The effect of anabolic steroids to estrogen and progestin receptors

Most of the anabolic steroid not only dock to the androgen receptor, but also to the receptors for estradiol and progesterone. Knowledge about that is also relevant to steroids users, because the progestogenic and estrogenic effect of steroids tells us something about their possible side effects. In 2009 some Dutch researchers published a survey which might benefit health conscious steroids users.

The more you know about anabolic steroids, they more complex they seem to be.  If you start to study the chemistry of anabolic steroids you start to understand how various modifications are meant to prevent the conversion of steroids into estradiol-like and DHT-like hormones, while at the same time allowing for an increased anabolic effect. But if you understand that, you'll discover that it all works just a bit more complicated.

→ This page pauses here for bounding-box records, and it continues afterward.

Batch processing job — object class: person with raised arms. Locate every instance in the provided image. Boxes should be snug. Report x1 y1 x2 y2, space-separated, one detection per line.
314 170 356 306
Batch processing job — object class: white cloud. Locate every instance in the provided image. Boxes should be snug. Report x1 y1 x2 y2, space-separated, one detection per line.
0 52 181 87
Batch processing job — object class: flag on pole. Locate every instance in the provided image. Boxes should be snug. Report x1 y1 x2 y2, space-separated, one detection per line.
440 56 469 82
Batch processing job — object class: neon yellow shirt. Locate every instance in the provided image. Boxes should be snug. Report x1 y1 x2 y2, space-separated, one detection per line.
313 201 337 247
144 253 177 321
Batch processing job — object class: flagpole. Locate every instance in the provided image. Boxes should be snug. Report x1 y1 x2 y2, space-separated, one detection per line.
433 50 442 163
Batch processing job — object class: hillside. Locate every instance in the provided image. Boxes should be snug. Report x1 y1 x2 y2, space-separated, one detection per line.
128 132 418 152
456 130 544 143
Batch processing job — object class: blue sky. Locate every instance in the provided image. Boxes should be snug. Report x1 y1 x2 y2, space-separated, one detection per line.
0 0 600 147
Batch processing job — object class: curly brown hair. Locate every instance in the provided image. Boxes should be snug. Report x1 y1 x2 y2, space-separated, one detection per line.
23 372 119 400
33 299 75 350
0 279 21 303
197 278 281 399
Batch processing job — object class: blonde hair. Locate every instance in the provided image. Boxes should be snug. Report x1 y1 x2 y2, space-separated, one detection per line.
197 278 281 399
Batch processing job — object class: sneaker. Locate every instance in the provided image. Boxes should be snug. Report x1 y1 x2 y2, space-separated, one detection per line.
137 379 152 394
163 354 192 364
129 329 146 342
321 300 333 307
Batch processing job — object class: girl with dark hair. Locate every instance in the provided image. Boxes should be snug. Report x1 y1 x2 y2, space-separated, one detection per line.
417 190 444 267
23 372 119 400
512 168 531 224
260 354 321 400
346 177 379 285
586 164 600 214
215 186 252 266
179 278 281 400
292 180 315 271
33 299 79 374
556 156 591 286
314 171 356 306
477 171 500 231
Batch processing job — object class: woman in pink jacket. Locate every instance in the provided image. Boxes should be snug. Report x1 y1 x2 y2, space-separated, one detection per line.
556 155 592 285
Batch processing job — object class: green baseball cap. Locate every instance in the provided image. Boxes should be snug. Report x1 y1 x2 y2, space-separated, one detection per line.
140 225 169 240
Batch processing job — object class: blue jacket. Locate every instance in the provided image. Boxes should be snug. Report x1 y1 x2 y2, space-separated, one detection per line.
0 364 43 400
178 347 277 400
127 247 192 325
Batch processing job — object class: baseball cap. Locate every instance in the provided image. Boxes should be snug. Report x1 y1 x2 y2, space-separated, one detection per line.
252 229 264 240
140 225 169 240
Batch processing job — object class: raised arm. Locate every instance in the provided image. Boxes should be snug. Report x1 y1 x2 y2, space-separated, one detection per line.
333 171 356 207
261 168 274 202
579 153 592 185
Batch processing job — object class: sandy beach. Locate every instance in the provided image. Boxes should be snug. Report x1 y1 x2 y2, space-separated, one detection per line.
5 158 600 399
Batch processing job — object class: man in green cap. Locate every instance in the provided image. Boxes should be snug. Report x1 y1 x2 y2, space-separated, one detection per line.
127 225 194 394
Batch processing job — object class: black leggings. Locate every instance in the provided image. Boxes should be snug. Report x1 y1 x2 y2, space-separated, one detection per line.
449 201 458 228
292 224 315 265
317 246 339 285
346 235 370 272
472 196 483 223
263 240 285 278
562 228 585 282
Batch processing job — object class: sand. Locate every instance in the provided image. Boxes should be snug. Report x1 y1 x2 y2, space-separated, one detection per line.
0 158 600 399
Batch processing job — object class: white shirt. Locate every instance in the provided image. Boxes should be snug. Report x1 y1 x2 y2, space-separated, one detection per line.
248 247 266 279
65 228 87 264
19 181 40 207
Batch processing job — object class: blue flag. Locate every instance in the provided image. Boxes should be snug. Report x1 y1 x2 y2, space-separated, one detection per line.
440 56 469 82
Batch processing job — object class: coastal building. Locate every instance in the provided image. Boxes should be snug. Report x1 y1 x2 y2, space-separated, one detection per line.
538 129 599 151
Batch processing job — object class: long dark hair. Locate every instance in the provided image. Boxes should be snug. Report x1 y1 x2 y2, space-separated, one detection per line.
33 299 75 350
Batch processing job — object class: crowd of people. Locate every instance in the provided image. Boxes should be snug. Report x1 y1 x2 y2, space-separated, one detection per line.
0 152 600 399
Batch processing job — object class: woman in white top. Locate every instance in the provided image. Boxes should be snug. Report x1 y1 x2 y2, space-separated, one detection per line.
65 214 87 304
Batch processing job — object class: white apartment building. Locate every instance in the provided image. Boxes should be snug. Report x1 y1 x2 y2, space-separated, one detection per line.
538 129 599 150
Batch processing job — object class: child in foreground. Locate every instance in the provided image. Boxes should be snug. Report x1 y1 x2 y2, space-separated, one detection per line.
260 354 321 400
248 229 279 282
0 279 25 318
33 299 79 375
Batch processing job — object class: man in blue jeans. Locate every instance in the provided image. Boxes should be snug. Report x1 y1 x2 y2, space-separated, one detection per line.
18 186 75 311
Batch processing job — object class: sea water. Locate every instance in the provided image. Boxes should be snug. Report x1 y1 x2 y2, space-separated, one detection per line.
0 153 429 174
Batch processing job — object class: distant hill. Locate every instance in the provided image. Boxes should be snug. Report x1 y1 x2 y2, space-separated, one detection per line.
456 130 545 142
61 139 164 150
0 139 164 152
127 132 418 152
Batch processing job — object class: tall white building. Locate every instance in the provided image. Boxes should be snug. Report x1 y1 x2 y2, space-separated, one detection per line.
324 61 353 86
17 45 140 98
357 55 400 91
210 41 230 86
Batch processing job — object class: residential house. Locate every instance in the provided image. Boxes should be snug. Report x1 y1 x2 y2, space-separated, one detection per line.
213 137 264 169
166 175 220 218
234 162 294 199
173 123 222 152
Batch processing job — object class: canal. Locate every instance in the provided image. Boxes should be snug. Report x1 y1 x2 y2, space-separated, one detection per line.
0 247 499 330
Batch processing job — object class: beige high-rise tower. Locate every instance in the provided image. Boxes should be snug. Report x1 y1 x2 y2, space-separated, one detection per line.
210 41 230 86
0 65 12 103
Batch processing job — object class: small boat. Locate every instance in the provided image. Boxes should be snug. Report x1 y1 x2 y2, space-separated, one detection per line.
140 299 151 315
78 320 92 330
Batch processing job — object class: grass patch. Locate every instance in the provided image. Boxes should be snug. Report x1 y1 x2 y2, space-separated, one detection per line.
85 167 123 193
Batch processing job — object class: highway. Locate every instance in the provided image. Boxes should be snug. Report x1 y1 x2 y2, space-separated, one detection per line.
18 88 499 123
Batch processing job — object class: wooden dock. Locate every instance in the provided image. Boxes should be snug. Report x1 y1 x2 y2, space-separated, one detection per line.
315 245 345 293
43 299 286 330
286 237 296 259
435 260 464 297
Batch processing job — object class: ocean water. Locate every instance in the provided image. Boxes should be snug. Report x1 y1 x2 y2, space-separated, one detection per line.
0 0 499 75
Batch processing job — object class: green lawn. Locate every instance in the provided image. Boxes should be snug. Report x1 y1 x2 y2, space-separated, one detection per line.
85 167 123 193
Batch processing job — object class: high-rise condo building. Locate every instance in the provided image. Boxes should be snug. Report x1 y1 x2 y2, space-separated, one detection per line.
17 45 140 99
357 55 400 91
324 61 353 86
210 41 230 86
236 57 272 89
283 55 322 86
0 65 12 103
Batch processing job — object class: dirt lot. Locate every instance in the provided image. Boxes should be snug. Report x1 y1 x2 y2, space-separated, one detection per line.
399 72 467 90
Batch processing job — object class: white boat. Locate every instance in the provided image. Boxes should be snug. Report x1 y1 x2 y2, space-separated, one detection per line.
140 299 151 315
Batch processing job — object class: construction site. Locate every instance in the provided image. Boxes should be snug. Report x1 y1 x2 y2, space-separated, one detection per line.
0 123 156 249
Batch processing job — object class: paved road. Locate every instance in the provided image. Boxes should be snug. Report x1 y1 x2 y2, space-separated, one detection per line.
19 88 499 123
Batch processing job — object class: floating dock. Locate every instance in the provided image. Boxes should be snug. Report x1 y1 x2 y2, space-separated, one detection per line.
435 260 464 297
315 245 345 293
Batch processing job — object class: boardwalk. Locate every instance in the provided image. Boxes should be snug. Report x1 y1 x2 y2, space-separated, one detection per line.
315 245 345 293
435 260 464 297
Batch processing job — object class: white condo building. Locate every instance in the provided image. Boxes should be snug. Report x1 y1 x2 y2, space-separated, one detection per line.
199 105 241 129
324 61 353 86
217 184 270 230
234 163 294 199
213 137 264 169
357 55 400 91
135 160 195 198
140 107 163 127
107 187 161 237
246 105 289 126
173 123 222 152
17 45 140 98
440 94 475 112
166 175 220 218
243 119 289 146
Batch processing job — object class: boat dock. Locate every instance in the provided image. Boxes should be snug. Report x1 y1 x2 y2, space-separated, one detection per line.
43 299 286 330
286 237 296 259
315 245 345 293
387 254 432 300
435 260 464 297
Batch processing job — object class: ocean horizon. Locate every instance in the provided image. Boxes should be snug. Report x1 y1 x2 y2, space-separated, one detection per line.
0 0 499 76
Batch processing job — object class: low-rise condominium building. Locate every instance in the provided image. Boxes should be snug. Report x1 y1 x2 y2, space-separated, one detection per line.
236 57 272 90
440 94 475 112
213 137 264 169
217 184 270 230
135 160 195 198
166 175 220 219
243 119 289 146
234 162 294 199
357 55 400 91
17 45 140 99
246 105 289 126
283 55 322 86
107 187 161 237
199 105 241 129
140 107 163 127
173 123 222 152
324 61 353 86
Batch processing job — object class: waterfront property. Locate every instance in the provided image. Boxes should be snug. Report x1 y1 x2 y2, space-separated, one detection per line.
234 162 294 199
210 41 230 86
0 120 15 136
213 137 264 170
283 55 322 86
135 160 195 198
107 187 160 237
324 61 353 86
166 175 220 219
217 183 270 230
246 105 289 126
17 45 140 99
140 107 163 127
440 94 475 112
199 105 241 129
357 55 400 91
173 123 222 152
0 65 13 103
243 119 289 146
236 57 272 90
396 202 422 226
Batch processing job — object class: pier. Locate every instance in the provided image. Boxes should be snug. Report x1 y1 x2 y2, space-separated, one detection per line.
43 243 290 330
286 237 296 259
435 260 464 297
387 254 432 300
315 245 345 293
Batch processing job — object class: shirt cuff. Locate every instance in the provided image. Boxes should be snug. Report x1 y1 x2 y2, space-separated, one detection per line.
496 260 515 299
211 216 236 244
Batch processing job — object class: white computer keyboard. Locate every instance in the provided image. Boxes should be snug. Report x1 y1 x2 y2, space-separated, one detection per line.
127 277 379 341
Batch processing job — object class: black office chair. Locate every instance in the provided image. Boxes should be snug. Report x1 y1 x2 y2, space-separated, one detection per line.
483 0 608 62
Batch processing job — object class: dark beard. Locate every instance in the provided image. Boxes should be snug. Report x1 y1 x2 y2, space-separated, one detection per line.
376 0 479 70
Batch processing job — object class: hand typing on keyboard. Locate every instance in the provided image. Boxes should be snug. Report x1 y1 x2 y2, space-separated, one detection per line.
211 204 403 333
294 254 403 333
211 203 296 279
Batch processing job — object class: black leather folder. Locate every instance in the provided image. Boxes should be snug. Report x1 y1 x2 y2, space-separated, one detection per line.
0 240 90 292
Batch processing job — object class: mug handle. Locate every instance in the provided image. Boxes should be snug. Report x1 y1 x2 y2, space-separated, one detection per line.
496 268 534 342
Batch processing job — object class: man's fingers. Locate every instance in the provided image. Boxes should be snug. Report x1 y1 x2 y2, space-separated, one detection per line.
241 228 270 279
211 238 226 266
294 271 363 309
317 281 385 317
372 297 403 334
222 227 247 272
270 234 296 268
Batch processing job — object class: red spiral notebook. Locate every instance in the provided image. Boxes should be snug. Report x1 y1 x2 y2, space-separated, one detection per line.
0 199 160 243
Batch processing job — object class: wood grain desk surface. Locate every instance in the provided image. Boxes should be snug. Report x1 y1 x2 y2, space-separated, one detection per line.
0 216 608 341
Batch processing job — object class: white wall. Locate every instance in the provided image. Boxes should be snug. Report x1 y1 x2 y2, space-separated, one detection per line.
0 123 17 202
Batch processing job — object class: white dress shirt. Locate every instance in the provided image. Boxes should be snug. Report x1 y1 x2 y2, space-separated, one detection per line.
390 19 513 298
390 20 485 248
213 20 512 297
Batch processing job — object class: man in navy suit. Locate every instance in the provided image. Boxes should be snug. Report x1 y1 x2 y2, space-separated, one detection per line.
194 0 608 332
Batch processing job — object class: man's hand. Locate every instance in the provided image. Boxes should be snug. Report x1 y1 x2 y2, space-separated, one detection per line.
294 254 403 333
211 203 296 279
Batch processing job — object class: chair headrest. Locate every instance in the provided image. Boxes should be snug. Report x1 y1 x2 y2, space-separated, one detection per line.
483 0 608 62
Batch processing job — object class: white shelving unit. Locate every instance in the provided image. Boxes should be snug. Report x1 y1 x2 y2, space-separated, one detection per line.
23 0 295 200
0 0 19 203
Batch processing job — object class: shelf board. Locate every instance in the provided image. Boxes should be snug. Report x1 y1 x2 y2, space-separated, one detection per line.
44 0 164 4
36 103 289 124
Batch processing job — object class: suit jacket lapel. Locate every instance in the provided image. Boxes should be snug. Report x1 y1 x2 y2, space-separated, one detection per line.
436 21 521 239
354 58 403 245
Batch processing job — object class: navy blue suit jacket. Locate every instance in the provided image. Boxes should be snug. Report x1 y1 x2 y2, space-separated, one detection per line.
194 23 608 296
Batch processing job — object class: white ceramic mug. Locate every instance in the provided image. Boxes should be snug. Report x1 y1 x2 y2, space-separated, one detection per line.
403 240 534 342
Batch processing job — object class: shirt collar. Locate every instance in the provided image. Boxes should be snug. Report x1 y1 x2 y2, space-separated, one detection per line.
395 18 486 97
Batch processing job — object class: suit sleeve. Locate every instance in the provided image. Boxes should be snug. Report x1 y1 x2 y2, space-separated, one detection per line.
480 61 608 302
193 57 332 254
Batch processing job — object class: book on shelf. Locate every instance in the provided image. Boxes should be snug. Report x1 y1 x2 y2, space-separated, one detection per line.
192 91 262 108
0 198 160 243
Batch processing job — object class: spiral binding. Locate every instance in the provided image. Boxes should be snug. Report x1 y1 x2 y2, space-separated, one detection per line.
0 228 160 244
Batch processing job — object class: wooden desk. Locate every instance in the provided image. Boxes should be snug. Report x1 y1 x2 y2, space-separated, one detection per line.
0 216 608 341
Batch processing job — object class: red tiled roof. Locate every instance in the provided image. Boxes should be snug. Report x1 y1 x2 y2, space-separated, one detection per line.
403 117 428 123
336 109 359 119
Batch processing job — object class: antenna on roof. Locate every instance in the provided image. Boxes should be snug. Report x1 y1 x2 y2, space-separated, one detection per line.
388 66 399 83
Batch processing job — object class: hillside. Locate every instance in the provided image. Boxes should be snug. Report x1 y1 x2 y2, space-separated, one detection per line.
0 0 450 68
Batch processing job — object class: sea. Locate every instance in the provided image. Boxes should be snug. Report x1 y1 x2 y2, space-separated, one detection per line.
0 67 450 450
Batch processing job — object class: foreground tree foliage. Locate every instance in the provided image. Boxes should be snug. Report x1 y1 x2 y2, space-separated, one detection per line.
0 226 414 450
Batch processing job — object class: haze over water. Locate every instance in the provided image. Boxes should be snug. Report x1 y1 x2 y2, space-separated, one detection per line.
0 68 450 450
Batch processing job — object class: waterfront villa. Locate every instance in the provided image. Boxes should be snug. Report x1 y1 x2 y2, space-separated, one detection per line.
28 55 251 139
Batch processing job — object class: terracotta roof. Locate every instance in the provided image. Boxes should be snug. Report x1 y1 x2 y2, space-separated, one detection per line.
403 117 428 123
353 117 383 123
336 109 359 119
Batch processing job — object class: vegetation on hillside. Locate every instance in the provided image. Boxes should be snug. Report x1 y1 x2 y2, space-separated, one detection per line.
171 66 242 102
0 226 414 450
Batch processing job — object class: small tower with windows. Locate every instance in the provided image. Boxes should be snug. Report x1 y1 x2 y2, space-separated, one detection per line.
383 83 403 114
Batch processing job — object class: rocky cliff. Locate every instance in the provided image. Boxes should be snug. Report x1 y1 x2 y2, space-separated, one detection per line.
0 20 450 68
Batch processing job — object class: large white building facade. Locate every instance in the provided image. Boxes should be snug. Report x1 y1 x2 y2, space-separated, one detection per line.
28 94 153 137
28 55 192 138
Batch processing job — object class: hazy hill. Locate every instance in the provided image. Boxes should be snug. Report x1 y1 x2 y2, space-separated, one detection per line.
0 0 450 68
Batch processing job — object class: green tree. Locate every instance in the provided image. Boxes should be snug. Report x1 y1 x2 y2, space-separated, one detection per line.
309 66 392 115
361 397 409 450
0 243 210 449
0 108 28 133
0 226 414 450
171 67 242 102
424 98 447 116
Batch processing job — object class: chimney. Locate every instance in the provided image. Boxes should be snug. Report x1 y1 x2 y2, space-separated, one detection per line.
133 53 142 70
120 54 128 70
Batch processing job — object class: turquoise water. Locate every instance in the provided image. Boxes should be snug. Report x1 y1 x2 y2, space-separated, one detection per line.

Take nandrolone.  Nandrolone differs from testosterone because nandrolone lacks a 19-methyl group. Thereby the aromatase enzyme converts nandrolone harder than testosterone into estradiol. At the same time  that the omission of 19-methyl group ensures that the anabolic effect of nandrolone is stronger than that of testosterone.
The absence of the 19-methyl group allows nandrolone to attach to the androgen receptor about two times better than testosterone. Because, by the omission of the 19-methyl group of nandrolone it can no longer convert in the androgen testosterone metabolite DHT,  at the same time nandrolone has less androgenic side effects than testosterone. Testosterone converts easily into DHT, DHT is hardly anabolic but strongly androgenic, and DHT can attach to the androgen receptor 3 times better than testosterone.

In the eighties, however, users found that nandrolone still has side effects caused by female hormones. At somewhat higher doses, men can develop breasts (gyno) from  nandrolone,. This is probably because nandrolone can attach itself to the estradiol receptor. By the absence of the 19-methyl group Nandrolone is also a bit of an estrogen.

It also became clear that nandrolone in somewhat higher doses suppressed the body's endogenous production of testosterone to a greater extent than synthetic testosterone. That is because nandrolone by the absence of the 19-methyl group is also suitable for the progesterone receptor. The combined androgen-estrogen-progestational effect of nandrolone, causes the steroid in the hypothalamus to press to all the buttons that reduce the body's own testosterone production. By the same mechanism nandrolone users can become temporarily impotent, and nandrolone was in animal studies more harmful for the heart and blood vessels than testosterone.

The story becomes even more complex. In the 21st century it became clear that steroid receptors in cells - and hence in muscle cells – worked together. The signal that the androgen receptor, after forming a complex with an anabolic steroid, that tells the muscle to become bigger, becomes stronger if the cell at the same time receives stimuli via the estradiol and progesterone receptor. That idea was the starting point of the thesis of Barry Blankvoort. [Development of an endogenous androgen receptor-mediated luciferase expression assay for interactive androgenic action, Wageningen 2003] If you've read it you look differently to cycles and stacks, and take all those messages about endocrine disruptors in our food a lot more serious. Ergo: the same mechanism by which nandrolone exerts so many side effects, also makes nandrolone such effective muscle builder.

As for the lack of the 19-methyl group in nandrolone, applies to any modification that chemists have devised. Each modification has a range of consequences for the functioning and side effects of anabolic steroids. So there is no perfect anabolic steroid. There is at most an anabolic that individual for any given induvidual has an optimal ratio between desired effect and side effects.

If you are willing to take the risks, then you will have to discover this steroid yourself. Knowledge about how steroids work can help. As the chart below, which was created by researchers at the Amsterdam BioDetection Systems during a job for the WADA doping authority.

The figures below tell you how good few dozen steroids can attach to the androgen receptor [AR], the receptors for estradiol [ERa and ERB], the progesterone receptor [PR] and the glucocorticoid receptor [GR]. Red stands for strong interaction, purple for a somewhat lesser interaction, blue for a limited interaction and black for the lack of interaction.
The researchers determined the activity of the steroids with genetically modified cells, which  light up if their receptors are stimulated. However, the researchers used cells that, where not very distinctive. The small cells sometimes act strange.


They sound the alarm a couple of times with an anabolic steroid that you can take in grams, without anything happening, and they do sometimes like nothing is going on while their receptors are stimulated by a killer-androgen. You should see the bright colors so as coarse indications and no more. But knowing that, you can you deduce some interesting things.
1. If norclostebol ever hits the market, be wary of estrogenic side effects.
2. Methandriol does almost nothing with the androgen receptor. It is the least effective ligand for the receptor that  the researchers measured.. Mibolerone was also the most effective.
3. Halotestin is unexpectedly easy to attach to the progesterone receptor and does something with the glucocorticoid receptor.
4. MENT or trestolone is now on the market. Underground labs sell the stuff. If you use it, be careful for its strong estrogenic side effects.
Anal Chim Acta. 2009 Apr 1; ​​637 (1-2) :247-58.